前回作文に沢山の拍手ありがとうございます(*´ ˘ `*)
過去作文にも拍手ありがとうございます!
今回で終わりです。
お付き合いありがとうございました!
続きからどうぞ。

「あら?ジョーは?」
リビングでコーヒーを飲んでいるピュンマに、フランソワーズが問う。
「出掛けたよ、人に会うらしい」
「まだ怪我が治らないのに?」
「腕を吊って行ったよ。電車に乗って行ったようだし…」
「…そう」
フランソワーズは窓の外を見る。
羽田空港。
アズナブールは出国ゲートで待っていた。
離れていても解る。
日本人離れの容姿でありながら、ダッフルコートにマフラー、ジーンズとごく普通の若者の格好だった。
もう少し背が高かったら間違いなくモデルになれただろう。
手を吊っているのはこの前と違うが…。
フランソワーズが電話で口にした「アフガニスタンで地雷を踏んだ」が脳裏を過る。
「すみません、呼び出して」
アズナブールはジョーを出迎える。
「いえ、今日は休みだったんで」
「手…どうしたんですか?」
「…バイクで転びましてね」
「フランソワーズが…アフガニスタンで地雷を踏んだなんて口にしていましたんで…」
「まさか!僕はただのサラリーマンだ!」
ジョーが笑う。
「…フランソワーズに、あっさりフラれましたよ…」
アズナブールがふっと笑う。
「僕の事はもう過去のようです。」
「そうですか…」
それしか言いようがなかった。
フランソワーズが自分を選ぶ事はわかっていた。でもそれが本当にフランソワーズの為なのかと悩んだ。
何が幸せかなんて私が決める事。
フランソワーズの言葉を思い出す。
「もし、フランソワーズが本格的にバレエを再開したいと言ったら、いつでも頼ってください。ダンスのパートナーとしてなら…いいですよね?」
わざわざ自分を呼び出してこんな事を言うアズナブール。
フランソワーズの実力の凄さを思い知らされる。
「その時は…よろしくお願いします。」
「あなたは素敵な人だ、負けても悔いはないですよ」
アズナブールが微笑む。
「…アフガニスタンで地雷を踏むような男ですよ…ちっとも素敵じゃない」ジョーも微笑む。

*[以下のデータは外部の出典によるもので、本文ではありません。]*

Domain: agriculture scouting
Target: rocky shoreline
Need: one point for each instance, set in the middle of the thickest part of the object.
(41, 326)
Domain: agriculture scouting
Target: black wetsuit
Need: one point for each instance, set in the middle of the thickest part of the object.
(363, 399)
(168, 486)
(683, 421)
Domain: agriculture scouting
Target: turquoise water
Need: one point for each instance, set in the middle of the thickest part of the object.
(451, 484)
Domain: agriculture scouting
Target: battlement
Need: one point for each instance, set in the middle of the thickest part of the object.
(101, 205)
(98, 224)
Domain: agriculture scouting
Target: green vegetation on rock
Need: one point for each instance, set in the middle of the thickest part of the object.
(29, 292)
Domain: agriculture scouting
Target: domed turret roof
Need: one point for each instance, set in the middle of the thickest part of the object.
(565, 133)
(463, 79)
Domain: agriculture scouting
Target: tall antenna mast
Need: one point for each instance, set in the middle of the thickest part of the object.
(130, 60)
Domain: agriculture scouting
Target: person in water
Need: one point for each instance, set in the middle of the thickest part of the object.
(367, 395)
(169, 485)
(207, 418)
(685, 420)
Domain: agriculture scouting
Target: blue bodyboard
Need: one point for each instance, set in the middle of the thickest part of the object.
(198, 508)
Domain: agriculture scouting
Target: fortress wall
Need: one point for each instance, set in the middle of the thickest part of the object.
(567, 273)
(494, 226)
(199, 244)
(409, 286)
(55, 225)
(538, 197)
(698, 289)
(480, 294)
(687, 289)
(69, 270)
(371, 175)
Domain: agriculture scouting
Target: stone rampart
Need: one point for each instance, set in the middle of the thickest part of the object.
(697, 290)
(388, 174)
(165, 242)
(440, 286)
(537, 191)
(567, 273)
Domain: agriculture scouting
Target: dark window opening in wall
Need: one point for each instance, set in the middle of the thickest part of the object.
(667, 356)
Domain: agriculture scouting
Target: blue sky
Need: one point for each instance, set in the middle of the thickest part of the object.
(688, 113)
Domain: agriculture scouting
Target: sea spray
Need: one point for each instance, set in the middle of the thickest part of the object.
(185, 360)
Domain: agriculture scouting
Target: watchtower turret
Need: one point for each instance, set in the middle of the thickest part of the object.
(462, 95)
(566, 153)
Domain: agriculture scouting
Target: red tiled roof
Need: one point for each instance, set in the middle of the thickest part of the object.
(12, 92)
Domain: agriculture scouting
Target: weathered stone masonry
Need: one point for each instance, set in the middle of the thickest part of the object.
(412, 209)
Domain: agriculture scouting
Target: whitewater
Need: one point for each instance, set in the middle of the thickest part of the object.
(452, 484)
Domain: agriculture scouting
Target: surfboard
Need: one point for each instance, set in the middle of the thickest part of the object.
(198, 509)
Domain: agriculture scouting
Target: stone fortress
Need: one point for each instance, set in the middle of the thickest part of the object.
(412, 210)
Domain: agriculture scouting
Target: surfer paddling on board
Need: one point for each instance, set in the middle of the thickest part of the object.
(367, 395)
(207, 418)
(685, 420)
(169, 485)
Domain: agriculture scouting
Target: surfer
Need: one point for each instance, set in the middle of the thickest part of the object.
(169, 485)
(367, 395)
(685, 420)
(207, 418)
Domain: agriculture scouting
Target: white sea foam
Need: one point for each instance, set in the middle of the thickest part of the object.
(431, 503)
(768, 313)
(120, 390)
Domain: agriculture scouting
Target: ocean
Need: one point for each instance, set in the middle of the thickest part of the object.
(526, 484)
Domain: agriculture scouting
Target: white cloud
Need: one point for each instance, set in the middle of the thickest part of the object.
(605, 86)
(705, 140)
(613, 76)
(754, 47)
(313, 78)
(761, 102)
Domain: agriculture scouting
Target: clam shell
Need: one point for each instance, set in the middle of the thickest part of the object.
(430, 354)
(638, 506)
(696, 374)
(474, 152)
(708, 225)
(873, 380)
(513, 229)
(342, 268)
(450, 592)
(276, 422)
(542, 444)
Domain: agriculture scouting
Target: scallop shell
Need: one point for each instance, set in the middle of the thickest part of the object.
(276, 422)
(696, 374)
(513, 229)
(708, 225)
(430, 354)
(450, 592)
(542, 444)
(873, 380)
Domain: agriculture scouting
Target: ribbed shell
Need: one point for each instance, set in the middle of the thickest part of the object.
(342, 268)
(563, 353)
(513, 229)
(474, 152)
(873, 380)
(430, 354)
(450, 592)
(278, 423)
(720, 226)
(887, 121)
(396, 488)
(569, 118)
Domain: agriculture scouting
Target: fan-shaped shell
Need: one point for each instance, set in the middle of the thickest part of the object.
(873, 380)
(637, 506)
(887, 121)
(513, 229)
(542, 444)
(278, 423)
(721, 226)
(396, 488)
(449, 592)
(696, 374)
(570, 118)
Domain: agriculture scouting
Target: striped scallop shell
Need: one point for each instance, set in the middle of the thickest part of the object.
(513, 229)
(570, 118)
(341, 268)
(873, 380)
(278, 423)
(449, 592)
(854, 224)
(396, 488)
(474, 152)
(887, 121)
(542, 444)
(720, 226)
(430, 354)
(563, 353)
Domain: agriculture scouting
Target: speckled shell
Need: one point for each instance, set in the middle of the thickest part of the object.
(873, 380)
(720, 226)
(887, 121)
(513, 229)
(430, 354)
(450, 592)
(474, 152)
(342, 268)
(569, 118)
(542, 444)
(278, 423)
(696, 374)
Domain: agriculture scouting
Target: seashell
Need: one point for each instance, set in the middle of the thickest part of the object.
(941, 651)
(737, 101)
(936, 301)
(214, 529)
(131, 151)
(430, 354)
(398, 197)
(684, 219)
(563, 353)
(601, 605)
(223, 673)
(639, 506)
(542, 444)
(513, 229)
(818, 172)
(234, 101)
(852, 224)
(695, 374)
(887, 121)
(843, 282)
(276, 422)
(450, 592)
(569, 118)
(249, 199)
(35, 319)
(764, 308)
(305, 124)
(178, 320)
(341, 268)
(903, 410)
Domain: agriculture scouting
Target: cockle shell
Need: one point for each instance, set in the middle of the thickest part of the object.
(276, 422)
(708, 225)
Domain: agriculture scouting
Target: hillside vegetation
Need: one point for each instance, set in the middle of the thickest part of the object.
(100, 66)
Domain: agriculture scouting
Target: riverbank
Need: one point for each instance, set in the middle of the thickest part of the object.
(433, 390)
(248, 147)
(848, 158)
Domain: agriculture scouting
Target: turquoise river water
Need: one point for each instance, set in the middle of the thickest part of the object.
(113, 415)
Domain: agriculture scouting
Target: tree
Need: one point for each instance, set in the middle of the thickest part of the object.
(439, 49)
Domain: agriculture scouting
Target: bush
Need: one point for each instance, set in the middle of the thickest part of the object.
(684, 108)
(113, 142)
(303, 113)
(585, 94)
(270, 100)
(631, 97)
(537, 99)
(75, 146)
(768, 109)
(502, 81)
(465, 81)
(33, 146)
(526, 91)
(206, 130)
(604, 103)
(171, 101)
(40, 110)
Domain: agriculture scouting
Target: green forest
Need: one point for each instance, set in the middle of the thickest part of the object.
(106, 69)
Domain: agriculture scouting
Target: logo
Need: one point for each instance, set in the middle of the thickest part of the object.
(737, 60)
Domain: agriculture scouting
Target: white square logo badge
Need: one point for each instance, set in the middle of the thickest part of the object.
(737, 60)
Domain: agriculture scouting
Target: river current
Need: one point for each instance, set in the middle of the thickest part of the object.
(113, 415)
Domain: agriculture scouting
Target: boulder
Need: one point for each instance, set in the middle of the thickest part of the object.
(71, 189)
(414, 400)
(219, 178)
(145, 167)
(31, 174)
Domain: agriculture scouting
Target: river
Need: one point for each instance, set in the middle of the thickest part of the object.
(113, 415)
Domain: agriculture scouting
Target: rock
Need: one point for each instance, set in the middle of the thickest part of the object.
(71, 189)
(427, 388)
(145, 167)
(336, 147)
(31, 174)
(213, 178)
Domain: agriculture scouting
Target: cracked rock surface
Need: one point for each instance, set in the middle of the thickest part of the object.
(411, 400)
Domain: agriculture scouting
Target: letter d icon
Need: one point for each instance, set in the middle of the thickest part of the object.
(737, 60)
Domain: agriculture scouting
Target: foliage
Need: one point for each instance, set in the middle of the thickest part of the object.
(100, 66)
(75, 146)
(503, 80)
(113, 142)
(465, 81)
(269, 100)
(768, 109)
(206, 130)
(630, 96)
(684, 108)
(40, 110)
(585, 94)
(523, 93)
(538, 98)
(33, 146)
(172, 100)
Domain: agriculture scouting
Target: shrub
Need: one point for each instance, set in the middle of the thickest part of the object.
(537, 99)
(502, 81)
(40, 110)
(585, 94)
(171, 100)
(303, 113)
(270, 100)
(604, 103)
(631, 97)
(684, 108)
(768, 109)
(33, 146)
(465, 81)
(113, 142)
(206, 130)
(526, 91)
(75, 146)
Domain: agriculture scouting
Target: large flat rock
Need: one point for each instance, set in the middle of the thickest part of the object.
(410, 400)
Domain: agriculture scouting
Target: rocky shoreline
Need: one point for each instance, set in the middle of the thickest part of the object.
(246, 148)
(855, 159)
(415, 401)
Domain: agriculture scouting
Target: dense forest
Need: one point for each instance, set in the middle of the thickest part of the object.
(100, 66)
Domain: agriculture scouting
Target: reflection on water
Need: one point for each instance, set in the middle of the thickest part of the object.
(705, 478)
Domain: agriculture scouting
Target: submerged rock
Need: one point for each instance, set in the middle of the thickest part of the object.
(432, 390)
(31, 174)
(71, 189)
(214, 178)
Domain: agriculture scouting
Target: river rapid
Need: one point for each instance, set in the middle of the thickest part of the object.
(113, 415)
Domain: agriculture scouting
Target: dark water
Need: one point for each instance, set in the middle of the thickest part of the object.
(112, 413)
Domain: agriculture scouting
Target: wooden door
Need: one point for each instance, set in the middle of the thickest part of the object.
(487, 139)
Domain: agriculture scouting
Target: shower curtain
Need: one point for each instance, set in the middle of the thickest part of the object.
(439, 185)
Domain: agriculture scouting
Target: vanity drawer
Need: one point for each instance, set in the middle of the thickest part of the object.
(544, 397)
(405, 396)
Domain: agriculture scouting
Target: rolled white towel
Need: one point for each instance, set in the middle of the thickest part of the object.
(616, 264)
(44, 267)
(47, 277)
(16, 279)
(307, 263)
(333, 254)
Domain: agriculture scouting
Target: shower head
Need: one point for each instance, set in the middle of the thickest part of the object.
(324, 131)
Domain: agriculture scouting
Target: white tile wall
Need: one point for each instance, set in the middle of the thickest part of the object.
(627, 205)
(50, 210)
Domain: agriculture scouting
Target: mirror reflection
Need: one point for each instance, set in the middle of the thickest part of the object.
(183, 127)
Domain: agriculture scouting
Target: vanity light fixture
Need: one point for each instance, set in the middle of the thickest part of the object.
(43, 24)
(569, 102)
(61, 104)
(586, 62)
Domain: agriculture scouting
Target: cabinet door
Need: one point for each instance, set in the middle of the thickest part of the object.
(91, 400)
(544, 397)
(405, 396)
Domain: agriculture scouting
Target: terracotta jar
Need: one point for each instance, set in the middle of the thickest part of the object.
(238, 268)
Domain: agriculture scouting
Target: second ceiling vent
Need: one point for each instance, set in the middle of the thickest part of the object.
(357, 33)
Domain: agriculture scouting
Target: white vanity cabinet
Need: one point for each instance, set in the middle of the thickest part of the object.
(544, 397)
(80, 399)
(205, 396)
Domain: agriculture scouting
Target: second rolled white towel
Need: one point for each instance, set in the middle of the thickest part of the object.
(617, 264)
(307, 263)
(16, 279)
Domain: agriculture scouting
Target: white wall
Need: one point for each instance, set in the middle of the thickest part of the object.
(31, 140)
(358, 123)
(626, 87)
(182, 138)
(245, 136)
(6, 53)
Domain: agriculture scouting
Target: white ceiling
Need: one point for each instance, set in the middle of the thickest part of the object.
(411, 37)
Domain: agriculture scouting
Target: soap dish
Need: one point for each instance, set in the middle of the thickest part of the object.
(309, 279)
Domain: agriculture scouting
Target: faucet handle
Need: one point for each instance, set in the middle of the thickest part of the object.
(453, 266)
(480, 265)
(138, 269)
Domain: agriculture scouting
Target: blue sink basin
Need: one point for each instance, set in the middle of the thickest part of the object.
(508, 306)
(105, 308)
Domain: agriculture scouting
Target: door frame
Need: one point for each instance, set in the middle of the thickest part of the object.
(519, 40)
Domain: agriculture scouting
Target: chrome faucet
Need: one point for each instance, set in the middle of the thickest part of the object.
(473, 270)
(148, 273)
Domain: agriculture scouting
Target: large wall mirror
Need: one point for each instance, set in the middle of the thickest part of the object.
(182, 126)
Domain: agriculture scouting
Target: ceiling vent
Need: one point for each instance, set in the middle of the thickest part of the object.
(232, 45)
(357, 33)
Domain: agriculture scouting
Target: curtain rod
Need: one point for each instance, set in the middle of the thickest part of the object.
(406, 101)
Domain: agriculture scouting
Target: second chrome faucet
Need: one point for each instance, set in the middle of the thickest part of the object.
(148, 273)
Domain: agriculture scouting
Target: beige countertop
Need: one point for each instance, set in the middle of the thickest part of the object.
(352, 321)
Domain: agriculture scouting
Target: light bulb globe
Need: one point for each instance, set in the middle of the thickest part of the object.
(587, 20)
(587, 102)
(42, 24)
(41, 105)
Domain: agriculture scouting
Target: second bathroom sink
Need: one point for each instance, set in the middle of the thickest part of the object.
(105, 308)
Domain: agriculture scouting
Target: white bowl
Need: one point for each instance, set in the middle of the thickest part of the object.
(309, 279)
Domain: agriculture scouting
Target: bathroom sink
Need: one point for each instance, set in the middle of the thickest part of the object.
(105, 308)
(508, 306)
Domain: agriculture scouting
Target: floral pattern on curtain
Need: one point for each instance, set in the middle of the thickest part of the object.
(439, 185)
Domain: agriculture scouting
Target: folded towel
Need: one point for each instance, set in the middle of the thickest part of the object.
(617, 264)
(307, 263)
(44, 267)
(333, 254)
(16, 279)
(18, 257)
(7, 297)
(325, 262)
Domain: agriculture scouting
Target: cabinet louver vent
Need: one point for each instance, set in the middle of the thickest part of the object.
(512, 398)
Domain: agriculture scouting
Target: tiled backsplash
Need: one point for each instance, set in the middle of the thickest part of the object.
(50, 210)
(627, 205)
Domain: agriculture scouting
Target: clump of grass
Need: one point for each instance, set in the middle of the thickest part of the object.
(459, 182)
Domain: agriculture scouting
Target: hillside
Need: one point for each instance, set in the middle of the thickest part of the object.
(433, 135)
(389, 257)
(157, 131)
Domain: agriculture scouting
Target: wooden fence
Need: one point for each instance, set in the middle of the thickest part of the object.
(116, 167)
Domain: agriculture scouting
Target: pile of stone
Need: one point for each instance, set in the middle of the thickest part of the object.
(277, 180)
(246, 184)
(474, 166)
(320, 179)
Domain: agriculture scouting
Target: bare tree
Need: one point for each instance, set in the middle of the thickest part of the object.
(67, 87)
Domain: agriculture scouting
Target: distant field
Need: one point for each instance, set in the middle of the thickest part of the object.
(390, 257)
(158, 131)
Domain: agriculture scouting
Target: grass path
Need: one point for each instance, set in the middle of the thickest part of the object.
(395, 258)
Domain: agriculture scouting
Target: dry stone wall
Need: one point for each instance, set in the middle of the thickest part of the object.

アズナブールはしばらくキョトンとしていたが、大笑いする。
「実に面白い!!気持ち良く日本を去れそうだ。フランソワーズを泣かすような事があったら許しませんよ!!」
「わかりました」
しばらくアズナブールの後ろ姿を眺めていたジョーだったが、姿が見えなくなると、くるっと振り返り
「フランソワーズ、いるの解っているよ」と呟く。
「バレてたのね」
柱の影からフランソワーズが出てきた。
「ボクを誰だと思っているのさ」
「車で来たの。冴子さんが車どうするの…って連絡してきて…浅草から乗ってきちゃった。」
「うっそ!!大丈夫だったの!?」
「私を誰だと思っているの?」
2人顔を見合わせて笑う。
「折角だ、キミの運転でダイジンの店にでも寄るか」
「そうね、おごってくれる?」
「勿論」
2人は笑いながら空港を後にした。